# vertical 4 drawer legal size file cabinet plans.



## dbhost (Jan 28, 2008)

Okay, I need a couple of bigger filing cabinets to keep my papers straight in my home office. (work full time, consulting on the side, and trying to get my own business. going.). I do not want the particle board junk from Office Depot, and I thought this might just be a good project. Can somebody steer me to a good Legal size, 4 drawer filing cabinet plan I can build out of readily available plywood? This will give me a chance to practice some basic woodworking techniques, as well as provide me with the bookcase (es) I need. Thanks. (BTW, I need this right now more than I Need a workbench, which is why I am digging for this plan.)


----------



## cabinetman (Jul 5, 2007)

You can buy plans, or get them free, but not as rewarding as doing your own. If you want to add to your WW'ing experience try laying it out.

Start with your needs. If you want legal size drawers, decide which way you want them...front to back or left to right. Measure the folders you'll be using, including a Pendaflex style (hanging), and include height for a tab.

The drawer size may determine width, depth, and height. Make allowances for spacing, drawer slides, ends/divider thickness, etc.

It's really very simple. Start off with a rough sketch and keep plugging in dimensions to the sketch to get final dimensions for the entire project.

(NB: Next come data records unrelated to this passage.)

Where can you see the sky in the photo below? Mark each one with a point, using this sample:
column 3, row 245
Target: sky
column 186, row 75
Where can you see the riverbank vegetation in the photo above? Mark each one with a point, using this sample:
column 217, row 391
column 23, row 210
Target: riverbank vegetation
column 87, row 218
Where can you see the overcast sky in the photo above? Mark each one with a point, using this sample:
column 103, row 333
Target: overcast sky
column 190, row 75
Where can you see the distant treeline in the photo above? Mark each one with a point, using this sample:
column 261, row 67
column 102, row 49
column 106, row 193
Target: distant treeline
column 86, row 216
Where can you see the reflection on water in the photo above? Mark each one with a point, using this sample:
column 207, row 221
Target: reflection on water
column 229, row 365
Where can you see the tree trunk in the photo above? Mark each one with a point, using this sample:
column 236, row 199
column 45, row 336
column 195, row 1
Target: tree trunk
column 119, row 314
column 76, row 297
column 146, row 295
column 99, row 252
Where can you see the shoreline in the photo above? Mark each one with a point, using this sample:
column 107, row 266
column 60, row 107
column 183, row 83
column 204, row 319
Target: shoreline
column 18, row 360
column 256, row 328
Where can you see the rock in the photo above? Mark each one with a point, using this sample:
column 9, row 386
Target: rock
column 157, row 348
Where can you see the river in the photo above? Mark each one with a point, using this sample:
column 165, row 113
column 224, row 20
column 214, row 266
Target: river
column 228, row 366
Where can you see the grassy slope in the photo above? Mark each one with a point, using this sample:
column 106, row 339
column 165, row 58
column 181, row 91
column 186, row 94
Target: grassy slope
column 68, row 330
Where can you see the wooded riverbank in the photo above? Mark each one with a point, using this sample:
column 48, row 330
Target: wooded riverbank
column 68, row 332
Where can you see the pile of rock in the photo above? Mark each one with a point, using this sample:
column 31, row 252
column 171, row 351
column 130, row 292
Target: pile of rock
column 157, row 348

Then you make a materials list, cut list, any fabrication details. Then cut out parts, put together, finish, and you're done. See how fast it really goes.

Or, you might try www.plansnow.com


----------



## stuart (Jan 20, 2008)

yeah I hate those fake garbage from office depot or any other place that sells these quickie office set ups that reeks over time.

I'd say go with your own wood and your own efforts.

Save a little $ any way.


----------



## Benjamin Jones (Mar 2, 2008)

*File Cabinet plans and others*

Try this company - very nice plans.
http://www.furnituredesigns.com/


----------